Residents attended a test session during the final week of a
light call rotation (non–post-call) and during the final week of a heavy call
rotation (post-call). At each session, they underwent a 60-minute test battery
(light and heavy call conditions), ingested either alcohol (light call with
alcohol condition) or placebo (heavy call with placebo condition), and repeated
the test battery. Performance self-evaluations followed each test.
Main Outcome Measures
Sustained attention, vigilance, and simulated driving
performance measures; and self-report sleepiness, performance, and effort
Participants achieved the target blood alcohol concentration.

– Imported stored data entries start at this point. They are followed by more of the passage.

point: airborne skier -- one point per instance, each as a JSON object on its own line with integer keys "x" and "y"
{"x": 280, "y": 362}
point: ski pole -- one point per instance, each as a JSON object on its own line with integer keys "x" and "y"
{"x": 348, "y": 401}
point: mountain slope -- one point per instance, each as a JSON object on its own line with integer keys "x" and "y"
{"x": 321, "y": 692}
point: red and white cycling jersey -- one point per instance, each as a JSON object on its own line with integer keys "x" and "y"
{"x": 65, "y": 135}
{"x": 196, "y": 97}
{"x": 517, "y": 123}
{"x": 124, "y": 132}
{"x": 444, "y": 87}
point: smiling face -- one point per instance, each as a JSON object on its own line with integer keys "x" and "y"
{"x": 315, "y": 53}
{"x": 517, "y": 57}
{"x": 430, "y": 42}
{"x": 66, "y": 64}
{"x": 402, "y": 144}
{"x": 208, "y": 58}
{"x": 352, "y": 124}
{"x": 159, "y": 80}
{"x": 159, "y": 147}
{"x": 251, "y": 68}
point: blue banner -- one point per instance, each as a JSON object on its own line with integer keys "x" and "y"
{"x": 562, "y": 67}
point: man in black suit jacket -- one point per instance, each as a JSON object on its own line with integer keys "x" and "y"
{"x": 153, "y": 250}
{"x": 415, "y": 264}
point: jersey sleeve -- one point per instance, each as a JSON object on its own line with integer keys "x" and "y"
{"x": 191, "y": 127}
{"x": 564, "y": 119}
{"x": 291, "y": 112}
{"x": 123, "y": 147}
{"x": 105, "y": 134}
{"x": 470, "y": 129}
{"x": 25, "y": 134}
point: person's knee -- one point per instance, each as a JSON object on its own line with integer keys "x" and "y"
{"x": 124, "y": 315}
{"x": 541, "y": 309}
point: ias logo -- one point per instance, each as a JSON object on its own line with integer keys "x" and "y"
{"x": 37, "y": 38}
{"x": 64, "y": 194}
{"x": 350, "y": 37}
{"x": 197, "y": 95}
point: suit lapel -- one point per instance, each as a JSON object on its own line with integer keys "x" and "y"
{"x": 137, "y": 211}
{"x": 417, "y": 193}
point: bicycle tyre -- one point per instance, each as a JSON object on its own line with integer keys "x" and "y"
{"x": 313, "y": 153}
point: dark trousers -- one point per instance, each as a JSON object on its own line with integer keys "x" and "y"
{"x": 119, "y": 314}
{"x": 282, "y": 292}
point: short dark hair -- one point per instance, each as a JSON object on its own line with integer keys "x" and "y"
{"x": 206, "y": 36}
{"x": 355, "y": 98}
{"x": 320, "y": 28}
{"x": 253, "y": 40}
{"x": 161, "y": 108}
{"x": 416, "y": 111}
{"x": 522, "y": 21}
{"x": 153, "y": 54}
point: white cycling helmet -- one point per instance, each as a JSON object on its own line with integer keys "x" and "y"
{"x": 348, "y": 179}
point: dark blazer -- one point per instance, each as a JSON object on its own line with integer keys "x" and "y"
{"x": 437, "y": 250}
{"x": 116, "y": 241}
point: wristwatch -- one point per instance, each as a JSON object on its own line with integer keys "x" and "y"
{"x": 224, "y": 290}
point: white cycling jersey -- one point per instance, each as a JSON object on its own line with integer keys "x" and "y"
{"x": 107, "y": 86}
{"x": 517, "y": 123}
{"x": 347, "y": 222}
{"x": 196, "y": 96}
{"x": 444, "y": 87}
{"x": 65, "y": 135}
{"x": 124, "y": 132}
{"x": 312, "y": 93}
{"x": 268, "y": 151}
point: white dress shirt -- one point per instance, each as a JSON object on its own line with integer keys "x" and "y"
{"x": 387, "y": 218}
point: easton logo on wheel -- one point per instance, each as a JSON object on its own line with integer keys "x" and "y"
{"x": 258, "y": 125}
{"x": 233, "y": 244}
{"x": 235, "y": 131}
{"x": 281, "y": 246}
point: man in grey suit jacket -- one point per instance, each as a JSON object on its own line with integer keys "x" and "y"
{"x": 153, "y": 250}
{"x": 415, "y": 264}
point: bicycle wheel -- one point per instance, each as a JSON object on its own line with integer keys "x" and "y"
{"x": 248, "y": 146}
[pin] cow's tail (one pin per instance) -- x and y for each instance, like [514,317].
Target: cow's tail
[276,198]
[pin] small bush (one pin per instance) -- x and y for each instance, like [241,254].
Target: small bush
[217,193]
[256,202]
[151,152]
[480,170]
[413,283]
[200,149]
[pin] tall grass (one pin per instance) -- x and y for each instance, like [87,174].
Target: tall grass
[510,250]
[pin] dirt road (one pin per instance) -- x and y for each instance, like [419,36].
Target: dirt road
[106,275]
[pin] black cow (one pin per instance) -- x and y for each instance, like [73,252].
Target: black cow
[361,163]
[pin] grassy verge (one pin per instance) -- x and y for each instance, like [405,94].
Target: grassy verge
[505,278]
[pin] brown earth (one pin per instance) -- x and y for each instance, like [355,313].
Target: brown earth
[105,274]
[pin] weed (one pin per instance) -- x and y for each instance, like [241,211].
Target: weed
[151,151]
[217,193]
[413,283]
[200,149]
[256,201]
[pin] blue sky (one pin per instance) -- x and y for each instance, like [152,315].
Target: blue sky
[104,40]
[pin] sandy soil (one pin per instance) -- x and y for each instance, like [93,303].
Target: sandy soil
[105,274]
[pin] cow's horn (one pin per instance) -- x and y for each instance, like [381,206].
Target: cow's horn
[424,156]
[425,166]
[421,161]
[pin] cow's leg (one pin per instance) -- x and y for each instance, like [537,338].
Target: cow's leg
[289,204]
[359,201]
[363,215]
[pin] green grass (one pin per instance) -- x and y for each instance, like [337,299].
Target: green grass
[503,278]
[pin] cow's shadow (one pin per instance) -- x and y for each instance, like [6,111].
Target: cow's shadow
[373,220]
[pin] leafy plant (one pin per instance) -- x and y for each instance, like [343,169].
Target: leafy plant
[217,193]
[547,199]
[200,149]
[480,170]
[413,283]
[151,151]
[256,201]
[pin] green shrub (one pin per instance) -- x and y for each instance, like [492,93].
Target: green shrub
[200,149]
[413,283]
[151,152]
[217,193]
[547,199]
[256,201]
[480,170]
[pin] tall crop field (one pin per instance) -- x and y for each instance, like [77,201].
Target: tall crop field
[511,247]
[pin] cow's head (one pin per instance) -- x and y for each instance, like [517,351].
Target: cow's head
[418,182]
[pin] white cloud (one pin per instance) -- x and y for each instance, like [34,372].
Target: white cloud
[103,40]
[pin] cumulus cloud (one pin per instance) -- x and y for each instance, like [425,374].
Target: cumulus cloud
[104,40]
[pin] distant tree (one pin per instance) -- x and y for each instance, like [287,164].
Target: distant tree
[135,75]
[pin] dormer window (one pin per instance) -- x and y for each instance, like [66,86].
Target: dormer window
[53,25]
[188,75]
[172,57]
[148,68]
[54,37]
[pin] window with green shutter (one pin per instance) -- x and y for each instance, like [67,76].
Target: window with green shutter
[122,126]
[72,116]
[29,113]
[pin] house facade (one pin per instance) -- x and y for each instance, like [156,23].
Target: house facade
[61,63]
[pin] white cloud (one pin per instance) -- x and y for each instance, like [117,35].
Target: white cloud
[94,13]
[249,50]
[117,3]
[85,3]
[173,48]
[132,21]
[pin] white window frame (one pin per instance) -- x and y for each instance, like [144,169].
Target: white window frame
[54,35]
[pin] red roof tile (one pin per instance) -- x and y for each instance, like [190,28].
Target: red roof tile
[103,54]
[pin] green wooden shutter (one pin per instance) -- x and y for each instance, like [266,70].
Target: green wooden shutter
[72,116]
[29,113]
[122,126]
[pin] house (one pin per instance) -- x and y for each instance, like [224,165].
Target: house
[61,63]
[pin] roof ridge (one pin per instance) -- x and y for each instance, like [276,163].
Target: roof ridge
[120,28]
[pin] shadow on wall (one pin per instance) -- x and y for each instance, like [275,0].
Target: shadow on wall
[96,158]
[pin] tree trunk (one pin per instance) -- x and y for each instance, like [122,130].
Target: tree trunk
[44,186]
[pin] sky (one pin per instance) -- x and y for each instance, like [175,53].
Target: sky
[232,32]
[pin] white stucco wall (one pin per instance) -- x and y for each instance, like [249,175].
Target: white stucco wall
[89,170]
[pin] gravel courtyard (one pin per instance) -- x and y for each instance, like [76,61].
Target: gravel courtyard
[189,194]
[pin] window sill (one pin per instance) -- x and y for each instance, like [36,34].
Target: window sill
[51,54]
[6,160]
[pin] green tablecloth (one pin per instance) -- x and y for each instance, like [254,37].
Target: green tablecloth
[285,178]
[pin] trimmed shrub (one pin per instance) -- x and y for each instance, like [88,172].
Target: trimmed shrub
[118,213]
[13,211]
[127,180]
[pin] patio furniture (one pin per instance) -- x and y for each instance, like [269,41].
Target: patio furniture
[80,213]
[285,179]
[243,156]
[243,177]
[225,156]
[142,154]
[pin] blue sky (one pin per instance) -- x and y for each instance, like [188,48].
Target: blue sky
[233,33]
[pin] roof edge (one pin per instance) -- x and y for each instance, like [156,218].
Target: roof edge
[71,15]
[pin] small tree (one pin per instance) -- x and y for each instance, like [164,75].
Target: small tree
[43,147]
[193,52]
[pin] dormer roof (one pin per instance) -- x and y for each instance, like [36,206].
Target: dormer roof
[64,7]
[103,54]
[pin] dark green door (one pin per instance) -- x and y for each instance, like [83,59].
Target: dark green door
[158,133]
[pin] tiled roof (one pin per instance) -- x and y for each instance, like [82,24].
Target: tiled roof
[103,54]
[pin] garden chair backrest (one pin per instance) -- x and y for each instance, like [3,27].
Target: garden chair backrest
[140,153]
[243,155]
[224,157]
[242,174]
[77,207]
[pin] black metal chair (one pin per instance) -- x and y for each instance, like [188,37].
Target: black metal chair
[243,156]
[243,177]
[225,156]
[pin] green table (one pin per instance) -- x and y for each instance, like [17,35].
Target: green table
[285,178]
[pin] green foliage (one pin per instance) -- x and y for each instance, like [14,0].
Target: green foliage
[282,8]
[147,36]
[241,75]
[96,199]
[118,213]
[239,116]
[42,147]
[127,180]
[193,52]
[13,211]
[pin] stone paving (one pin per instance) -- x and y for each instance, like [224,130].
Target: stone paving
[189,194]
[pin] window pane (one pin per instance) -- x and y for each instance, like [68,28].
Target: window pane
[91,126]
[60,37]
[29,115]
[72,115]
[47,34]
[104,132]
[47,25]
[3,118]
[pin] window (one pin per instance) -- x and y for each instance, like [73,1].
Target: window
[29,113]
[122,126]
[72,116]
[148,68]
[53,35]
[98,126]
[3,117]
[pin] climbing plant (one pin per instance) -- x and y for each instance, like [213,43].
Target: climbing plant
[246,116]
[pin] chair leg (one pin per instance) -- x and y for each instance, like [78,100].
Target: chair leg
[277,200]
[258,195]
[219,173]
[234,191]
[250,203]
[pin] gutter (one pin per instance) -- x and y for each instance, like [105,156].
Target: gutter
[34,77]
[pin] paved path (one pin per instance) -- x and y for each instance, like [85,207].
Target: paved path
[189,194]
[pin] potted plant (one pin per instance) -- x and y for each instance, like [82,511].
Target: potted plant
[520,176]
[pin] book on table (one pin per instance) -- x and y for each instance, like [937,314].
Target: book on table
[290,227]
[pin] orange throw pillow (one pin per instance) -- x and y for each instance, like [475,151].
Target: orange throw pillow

Compared with light call, heavy call reaction times were 7% slower (242.5 vs
225.9 milliseconds, P<.001); commission errors were 40% higher (38.2% vs 27.2%,
P<.001); and lane variability (7.0 vs 5.5 ft, P<.001) and speed variability (4.1
vs 2.4 mph, P<.001) on the driving simulator were 27% and 71% greater,
respectively. Speed variability was 29% greater in heavy call with placebo than
light call with alcohol (4.2 vs 3.2 mph, P = .01), and reaction time, lapses,
omission errors, and off-roads were not different. Correlation between
self-assessed and actual performance under heavy call was significant for
commission errors (r = –0.45, P = .01), lane variability (r = –0.76, P<.001),
and speed variability (r = –0.71, P<.001), but not for reaction time.
Post-call performance impairment during a heavy call rotation is
comparable with impairment associated with a 0.04 to 0.05 g% blood alcohol
concentration during a light call rotation, as measured by sustained attention,
vigilance, and simulated driving tasks. Residents’ ability to judge this
impairment may be limited and task-specific.